A Little Night Music

Susan Granger’s review of “A Little Night Music” (Walter Kerr Theater)

 

    Catherine Zeta-Jones is the latest cinema star to captivate Broadway audiences, but she’s not exactly new to the stage. In London, she performed in numerous musicals before moving on to British television and then fame and fortune in Hollywood, where she won an Oscar for her supporting role in the screen adaptation of “Chicago.” Now she’s poised to nab a Tony to add to her rapidly growing awards collection.

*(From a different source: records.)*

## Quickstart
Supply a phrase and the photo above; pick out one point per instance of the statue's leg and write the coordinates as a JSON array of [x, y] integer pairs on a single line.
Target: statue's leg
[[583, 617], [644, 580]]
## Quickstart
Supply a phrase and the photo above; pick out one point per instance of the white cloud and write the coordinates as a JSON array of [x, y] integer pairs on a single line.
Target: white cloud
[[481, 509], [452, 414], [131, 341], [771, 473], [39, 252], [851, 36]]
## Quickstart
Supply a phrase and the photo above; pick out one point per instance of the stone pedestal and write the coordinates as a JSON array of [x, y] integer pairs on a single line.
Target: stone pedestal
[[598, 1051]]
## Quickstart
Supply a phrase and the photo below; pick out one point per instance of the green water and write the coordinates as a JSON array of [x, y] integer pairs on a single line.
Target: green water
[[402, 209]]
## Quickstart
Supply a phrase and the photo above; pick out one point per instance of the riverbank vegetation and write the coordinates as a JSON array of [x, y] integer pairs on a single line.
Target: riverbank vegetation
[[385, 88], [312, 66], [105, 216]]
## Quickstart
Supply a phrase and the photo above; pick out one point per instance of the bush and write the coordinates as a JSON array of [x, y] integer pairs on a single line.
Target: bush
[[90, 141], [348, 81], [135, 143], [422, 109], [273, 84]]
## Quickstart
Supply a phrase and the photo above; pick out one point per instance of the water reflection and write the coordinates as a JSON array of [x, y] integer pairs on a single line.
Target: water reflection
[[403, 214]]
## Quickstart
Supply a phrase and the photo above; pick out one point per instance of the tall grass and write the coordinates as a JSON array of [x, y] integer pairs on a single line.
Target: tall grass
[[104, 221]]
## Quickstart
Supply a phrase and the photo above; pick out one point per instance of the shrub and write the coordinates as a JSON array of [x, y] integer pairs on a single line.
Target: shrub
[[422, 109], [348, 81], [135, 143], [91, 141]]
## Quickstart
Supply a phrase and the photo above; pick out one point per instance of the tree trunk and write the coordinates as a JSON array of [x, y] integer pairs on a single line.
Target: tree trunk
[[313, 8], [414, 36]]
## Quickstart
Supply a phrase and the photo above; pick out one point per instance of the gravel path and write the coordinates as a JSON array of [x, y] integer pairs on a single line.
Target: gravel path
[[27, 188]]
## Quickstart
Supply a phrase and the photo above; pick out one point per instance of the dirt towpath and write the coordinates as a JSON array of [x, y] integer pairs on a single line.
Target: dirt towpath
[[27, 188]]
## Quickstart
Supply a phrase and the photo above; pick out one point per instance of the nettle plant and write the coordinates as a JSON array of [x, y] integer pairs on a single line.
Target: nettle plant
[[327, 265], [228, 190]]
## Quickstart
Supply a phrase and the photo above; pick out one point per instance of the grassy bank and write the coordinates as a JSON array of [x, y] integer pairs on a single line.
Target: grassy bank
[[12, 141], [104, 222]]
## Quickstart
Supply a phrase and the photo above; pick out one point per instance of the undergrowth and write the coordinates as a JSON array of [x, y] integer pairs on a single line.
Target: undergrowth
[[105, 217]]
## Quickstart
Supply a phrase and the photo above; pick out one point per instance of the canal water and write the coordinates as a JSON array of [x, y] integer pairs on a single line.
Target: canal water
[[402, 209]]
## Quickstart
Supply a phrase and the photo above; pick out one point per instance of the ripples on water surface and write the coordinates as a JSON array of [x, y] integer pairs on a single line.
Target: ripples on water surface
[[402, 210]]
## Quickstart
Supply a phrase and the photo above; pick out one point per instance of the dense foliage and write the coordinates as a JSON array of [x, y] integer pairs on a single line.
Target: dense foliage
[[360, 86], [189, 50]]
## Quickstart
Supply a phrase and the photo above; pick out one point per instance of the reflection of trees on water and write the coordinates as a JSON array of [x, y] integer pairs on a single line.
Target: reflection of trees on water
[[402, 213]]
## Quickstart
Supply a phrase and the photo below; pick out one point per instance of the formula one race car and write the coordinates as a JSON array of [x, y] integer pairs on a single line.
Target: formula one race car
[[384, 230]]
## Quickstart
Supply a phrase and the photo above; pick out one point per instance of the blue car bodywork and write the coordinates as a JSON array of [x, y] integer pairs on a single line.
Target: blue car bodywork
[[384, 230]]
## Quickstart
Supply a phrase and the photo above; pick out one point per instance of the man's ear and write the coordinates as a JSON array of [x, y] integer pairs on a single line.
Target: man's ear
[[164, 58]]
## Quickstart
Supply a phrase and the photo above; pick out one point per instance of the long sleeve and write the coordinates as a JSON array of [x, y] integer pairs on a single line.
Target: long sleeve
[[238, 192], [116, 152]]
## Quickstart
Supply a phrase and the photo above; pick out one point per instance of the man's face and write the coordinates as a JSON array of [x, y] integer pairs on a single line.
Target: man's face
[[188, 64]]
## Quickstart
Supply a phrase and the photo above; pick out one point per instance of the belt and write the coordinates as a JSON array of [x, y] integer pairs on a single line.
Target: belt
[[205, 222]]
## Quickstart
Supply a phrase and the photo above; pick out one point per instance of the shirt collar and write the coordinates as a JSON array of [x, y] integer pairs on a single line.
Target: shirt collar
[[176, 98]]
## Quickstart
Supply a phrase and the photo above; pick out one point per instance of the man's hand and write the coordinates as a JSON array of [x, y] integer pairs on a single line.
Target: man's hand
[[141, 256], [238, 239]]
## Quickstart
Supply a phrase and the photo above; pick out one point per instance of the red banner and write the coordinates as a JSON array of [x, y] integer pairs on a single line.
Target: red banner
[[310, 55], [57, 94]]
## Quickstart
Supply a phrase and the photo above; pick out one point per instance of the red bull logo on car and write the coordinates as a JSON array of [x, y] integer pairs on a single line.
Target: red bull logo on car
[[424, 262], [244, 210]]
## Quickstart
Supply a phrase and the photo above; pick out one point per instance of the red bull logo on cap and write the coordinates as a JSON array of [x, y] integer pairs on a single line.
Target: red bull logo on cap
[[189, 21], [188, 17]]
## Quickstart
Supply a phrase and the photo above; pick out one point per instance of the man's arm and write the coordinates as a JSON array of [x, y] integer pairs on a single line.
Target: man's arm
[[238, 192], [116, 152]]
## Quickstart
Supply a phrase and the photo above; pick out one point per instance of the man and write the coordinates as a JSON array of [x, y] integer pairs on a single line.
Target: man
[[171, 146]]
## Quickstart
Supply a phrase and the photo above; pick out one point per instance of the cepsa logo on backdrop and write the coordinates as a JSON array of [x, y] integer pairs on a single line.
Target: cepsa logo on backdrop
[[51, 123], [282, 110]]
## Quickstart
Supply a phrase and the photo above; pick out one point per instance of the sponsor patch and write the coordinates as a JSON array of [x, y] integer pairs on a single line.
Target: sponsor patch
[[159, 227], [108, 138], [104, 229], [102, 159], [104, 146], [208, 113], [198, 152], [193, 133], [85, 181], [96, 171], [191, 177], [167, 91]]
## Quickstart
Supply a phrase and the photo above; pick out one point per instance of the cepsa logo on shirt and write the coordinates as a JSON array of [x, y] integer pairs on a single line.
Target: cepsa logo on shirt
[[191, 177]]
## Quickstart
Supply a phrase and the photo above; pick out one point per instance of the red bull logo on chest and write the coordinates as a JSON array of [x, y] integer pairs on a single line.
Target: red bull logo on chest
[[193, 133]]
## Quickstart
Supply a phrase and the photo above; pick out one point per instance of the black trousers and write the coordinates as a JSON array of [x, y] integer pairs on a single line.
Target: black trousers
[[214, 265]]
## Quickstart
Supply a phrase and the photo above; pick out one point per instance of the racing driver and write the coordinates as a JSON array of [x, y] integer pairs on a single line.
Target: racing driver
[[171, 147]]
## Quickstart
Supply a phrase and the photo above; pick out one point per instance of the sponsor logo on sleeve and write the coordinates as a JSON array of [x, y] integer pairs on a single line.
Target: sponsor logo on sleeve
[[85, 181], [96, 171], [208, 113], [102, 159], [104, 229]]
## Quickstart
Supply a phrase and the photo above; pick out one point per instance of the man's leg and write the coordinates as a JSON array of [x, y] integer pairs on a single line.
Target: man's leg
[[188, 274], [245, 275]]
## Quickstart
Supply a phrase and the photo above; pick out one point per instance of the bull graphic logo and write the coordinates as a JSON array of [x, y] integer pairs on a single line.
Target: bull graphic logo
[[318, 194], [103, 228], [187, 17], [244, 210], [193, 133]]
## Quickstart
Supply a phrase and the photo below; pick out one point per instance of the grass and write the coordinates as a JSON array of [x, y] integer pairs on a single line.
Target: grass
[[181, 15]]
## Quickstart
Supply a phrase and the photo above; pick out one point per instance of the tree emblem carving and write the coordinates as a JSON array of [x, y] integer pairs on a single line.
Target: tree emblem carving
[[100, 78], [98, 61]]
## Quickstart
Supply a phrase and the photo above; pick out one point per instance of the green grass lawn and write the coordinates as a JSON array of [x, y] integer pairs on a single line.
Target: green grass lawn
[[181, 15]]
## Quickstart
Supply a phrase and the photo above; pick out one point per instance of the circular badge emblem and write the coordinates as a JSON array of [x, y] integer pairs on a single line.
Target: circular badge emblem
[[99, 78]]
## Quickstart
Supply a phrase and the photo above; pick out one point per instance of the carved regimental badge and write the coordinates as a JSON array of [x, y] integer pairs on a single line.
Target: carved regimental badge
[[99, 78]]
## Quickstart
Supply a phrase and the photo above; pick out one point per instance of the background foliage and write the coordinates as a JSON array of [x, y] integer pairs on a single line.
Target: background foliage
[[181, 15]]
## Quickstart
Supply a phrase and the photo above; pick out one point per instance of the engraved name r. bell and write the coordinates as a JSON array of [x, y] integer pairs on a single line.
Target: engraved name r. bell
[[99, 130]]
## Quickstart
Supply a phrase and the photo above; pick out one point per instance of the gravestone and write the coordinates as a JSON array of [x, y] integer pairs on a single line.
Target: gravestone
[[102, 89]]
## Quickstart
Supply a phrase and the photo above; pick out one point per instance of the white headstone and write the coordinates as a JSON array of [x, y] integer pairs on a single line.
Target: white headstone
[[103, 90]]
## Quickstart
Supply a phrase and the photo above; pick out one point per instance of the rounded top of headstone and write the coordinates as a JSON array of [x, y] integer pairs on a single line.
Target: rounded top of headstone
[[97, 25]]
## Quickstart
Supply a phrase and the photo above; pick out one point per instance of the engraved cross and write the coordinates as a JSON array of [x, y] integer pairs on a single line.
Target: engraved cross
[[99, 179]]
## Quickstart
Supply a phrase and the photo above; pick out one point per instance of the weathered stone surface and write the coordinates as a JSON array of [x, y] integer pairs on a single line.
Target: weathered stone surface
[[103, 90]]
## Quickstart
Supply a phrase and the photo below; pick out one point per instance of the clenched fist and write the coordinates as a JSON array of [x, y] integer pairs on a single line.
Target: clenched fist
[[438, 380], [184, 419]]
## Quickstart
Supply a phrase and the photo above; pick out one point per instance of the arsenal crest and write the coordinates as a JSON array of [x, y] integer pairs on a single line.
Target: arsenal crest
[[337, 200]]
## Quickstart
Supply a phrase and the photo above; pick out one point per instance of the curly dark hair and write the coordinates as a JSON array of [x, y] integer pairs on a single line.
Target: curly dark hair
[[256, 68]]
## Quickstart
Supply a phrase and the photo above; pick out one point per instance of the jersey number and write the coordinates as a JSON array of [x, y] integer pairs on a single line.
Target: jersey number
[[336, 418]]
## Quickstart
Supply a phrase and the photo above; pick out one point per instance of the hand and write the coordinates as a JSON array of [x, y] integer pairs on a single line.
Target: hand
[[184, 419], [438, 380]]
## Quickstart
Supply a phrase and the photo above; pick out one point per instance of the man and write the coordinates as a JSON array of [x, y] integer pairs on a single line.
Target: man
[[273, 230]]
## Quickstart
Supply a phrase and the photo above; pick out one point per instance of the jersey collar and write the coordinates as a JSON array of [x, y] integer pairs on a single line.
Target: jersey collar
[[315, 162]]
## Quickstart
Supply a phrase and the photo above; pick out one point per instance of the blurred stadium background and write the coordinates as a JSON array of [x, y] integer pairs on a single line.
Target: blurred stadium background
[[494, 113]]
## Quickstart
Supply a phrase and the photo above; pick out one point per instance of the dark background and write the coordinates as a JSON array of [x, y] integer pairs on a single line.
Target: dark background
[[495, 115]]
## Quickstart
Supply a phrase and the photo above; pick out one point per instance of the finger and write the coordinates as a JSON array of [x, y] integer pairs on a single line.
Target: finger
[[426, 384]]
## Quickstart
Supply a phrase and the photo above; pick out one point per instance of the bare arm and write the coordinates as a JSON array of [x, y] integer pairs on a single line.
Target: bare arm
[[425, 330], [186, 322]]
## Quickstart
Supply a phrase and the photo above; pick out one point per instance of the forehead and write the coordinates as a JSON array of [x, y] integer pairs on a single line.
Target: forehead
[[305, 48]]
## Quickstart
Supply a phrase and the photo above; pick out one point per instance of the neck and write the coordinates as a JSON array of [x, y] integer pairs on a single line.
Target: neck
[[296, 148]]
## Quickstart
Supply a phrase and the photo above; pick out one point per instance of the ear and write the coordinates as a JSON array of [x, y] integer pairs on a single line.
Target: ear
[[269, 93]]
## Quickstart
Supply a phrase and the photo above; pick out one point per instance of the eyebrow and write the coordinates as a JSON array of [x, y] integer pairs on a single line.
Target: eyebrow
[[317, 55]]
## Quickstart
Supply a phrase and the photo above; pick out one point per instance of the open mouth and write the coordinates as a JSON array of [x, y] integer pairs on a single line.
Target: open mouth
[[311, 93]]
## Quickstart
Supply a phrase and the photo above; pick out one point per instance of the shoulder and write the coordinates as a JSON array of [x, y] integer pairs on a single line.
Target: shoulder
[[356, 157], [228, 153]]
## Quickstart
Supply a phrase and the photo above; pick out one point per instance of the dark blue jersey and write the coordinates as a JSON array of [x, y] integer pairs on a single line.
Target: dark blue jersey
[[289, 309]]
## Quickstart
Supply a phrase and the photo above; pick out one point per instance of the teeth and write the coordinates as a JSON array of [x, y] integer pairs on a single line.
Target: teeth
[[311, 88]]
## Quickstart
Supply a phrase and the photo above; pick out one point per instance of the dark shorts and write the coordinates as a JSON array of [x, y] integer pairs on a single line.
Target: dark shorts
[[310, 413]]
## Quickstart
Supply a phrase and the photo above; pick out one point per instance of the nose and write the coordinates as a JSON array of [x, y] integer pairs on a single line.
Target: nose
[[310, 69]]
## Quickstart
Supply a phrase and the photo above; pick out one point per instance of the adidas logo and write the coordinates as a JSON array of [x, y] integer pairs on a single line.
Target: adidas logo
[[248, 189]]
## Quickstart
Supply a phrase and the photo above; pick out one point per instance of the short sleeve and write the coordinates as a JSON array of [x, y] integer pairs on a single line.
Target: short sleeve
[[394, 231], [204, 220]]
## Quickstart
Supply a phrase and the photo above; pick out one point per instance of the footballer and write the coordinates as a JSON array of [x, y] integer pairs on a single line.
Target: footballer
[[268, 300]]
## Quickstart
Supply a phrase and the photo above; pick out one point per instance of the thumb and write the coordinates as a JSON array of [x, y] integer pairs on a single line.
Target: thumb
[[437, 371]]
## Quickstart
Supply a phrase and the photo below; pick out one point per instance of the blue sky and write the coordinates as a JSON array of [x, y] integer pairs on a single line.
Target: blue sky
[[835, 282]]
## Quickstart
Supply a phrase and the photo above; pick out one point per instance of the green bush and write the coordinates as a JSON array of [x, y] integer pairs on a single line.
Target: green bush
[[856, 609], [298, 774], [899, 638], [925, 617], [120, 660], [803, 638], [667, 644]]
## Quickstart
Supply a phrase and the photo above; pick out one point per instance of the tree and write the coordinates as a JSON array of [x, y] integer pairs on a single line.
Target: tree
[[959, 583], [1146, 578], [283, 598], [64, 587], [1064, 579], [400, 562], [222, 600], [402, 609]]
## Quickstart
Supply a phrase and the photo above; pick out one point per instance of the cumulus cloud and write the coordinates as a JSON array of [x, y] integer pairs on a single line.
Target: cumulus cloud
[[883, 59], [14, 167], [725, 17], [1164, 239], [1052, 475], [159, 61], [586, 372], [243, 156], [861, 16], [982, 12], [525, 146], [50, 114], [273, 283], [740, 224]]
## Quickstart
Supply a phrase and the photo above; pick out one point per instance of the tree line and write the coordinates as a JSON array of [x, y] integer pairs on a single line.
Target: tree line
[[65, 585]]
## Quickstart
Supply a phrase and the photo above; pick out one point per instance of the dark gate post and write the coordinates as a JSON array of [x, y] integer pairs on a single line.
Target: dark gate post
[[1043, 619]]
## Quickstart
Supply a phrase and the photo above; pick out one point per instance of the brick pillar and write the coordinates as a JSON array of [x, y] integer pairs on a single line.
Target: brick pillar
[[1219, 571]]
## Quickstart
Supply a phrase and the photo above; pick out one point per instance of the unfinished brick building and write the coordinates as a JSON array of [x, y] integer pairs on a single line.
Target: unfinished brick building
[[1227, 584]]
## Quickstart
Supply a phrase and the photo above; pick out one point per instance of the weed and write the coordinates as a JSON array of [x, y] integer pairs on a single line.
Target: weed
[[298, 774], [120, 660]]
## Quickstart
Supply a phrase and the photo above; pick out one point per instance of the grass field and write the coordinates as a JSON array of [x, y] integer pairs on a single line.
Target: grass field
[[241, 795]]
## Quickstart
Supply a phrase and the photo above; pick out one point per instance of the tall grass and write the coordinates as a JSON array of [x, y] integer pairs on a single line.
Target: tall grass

    As alluring Desiree Armfeldt in Stephen Sondheim and Hugh Wheeler’s “A Little Night Music,” she’s simply glorious, putting her own bewitching spin on the comedic “You Must Meet My Wife” and wistfully interpreting the ballad “Send In the Clowns,” supported every step of the way by five-time Tony-winner, 84 year-old Angela Lansbury as Desiree’s courtesan mother who delivers a world-weary version of “Liaisons.”

    Loosely based on the Ingmar Bergman film “Smiles of a Summer Night” and directed by Trevor Nunn, the sophisticated “A Little Night Music” follows the farcical romantic escapades of several duplicitous Swedish couples around the turn of the last century. While it’s elegant in its waltzing simplicity, there are a few glaring missteps, like the maid Petra’s (Leigh Ann Larkin) vulgar rendition of the earthy “The Miller’s Son.” Except for Alexander Hanson, as the lawyer Fredrik Egerman, and Aaron Lazar, as philandering Count Carl-Magnus Malcolm, the rest of the ensemble loses its luster alongside pros like Zeta-Jones and Lansbury.  In particular, Ramona Mallory grows tiresome as Egerman’s shrill, virginal wife, as does Hunter Ryan Herdlicka as Egerman’s frustrated, cello-playing son.

    For a full-fledged, high-priced Broadway musical, it’s also a shame that there are only eight musicians, resulting in a thin orchestral sound, and that David Farley’s minimalist sets and monochromatic costumes are serviceable, at best. So for this show, what you can count on is the stardust spread by Catherine Zeta-Jones and Angela Lansbury. And for me, that was enough.